Wednesday, April 30, 2008
Heatin' Up . . .
It is eighty degrees and very windy here today. That is right. Eighty degrees and not quite May yet (we have nearly ten hours of April left, thank you very much).
This time of year, every year, used to make me very, very, very nervous. Traditionally the first day of May was also the first day of the year that I was willing to start wearing short sleeved shirts to work. It was the first day of the year that I was open to the idea of linen pants. It was the first day of the year that flip flops and sandals seemed like a footwear priority.
May first also has the terrible distinction of being the unofficial first day of Fat Person's Inner Thigh Chafing Season. That's right. Largely an "underground" season known of, cared about and observed by only a few, effected individuals (like White After Labor Day Season, College Admissions Season and The NHL Hockey Season), FPITCS is a very, very real thing that plagues more Americans than HIV and Lyme disease combined (that statement is true, I looked up the obesity and disease statistics).

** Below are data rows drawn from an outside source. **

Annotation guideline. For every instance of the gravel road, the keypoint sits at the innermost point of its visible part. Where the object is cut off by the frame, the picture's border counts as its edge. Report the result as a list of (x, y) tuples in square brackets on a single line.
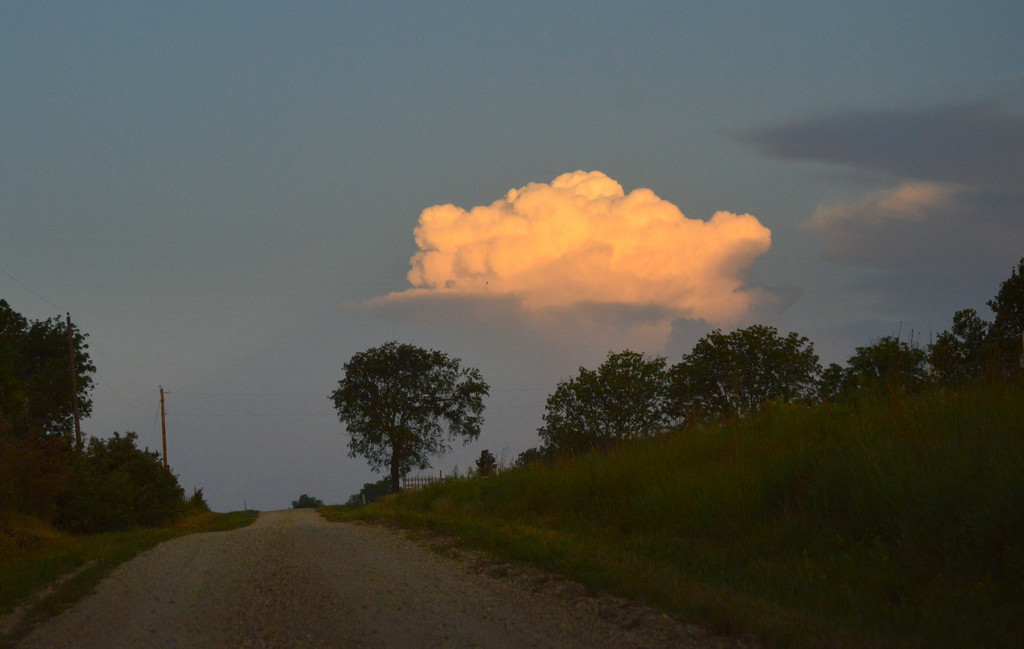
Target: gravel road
[(293, 579)]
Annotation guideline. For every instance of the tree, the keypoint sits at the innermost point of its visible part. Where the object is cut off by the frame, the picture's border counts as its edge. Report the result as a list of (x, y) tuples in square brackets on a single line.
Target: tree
[(733, 375), (1008, 305), (306, 502), (486, 464), (888, 362), (529, 456), (119, 486), (1007, 329), (371, 492), (962, 353), (401, 404), (625, 398), (35, 378)]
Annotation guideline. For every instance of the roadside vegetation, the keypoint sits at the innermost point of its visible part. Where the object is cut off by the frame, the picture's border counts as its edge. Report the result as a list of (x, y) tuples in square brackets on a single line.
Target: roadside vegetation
[(72, 509), (892, 521), (43, 570), (752, 490)]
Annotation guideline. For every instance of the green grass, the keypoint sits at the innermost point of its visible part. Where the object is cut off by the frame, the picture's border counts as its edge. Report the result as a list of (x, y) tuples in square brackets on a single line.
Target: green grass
[(53, 556), (897, 521)]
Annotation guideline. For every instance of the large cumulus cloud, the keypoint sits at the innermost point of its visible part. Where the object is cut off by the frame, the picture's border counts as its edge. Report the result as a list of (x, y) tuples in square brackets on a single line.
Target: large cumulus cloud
[(581, 241)]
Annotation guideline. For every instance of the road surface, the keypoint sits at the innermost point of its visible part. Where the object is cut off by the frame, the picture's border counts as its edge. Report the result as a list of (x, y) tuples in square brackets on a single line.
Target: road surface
[(292, 579)]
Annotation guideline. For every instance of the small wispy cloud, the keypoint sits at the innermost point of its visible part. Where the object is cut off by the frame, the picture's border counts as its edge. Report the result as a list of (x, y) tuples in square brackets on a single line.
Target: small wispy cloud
[(954, 188)]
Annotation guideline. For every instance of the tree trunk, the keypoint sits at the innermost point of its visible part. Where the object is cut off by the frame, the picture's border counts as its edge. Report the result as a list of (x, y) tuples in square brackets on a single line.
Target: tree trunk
[(395, 474)]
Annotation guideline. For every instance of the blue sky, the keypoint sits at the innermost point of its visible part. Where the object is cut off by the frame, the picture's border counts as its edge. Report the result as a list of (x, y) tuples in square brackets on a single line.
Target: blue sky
[(217, 191)]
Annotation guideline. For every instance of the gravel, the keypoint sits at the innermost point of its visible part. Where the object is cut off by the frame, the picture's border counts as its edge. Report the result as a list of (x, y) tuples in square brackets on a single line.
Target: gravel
[(293, 579)]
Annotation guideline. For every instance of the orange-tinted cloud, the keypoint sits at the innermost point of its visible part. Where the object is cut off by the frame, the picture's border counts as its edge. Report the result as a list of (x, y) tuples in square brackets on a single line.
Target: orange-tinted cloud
[(582, 240)]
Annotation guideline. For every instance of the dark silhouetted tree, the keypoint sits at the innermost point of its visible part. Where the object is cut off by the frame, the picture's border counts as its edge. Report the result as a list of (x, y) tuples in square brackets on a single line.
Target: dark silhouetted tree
[(306, 502), (888, 362), (625, 398), (401, 404), (35, 378), (486, 464), (529, 457), (965, 352), (733, 375), (371, 492), (120, 486)]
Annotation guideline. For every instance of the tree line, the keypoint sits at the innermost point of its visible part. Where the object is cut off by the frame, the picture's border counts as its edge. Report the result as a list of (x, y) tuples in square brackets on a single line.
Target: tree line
[(80, 486), (401, 403)]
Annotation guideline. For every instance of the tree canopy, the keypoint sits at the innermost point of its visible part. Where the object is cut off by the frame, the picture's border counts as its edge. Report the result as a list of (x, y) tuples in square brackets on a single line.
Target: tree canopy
[(35, 375), (401, 404), (625, 398), (733, 375), (486, 464), (307, 502)]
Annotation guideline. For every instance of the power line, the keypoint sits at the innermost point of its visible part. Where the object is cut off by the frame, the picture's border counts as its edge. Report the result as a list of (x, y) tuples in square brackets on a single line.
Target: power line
[(23, 285)]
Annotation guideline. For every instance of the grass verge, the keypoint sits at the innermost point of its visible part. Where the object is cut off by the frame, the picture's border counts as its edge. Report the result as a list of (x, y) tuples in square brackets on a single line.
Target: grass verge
[(896, 521), (77, 564)]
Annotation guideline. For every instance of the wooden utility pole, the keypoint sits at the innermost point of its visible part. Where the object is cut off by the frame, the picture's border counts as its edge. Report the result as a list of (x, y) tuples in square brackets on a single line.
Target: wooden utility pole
[(74, 386), (163, 424)]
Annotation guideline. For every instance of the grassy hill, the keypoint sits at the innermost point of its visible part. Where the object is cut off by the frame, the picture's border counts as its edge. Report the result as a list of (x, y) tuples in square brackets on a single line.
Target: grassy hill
[(891, 521)]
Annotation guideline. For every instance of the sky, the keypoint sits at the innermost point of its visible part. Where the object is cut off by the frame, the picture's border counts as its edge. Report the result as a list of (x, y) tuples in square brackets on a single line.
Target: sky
[(233, 199)]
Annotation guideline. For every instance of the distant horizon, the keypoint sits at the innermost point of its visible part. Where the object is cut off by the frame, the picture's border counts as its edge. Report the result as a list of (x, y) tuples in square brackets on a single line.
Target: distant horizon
[(233, 202)]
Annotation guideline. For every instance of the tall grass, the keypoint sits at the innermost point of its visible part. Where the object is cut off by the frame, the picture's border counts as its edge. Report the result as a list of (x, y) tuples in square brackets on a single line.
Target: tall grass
[(86, 560), (893, 521)]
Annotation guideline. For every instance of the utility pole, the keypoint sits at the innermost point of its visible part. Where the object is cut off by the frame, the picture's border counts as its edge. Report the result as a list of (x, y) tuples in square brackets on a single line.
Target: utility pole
[(163, 424), (74, 386)]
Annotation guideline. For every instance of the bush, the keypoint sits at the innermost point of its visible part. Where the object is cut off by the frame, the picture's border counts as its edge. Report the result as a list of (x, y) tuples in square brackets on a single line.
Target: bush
[(306, 502), (119, 486)]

This May first is the first May first since I was a very, very young man that I am not stocking up on "supplies" to get me through FPITCS, also known as Swamp Crotch Season in "hipper" circles. I am not buying Vasoline for overnight moisturizing. I don't have lotion stashed in both cars, in my office, in each bathroom of the house and in my suitcases ready for last minute travel. I don't plan to stock up on baby powder. I am not even going to buy a single stick of Bodyglide this year either.
I am proud to say that I don't plan on "observing" or "participating in" or "suffering through" FPITCS this year. And, truth be told, I won't miss it one bit. I've got bigger holidays to endure this year anyway . . . ILTHPAMESICBBI (I Lost Two Hundred Pounds and My Excess Skin is Causing Belly Button Irritation) Season. I fear no jelly, sav or stick lubricant is going to help me through this ordeal. Perhaps the Excess Skin Ferries WILL!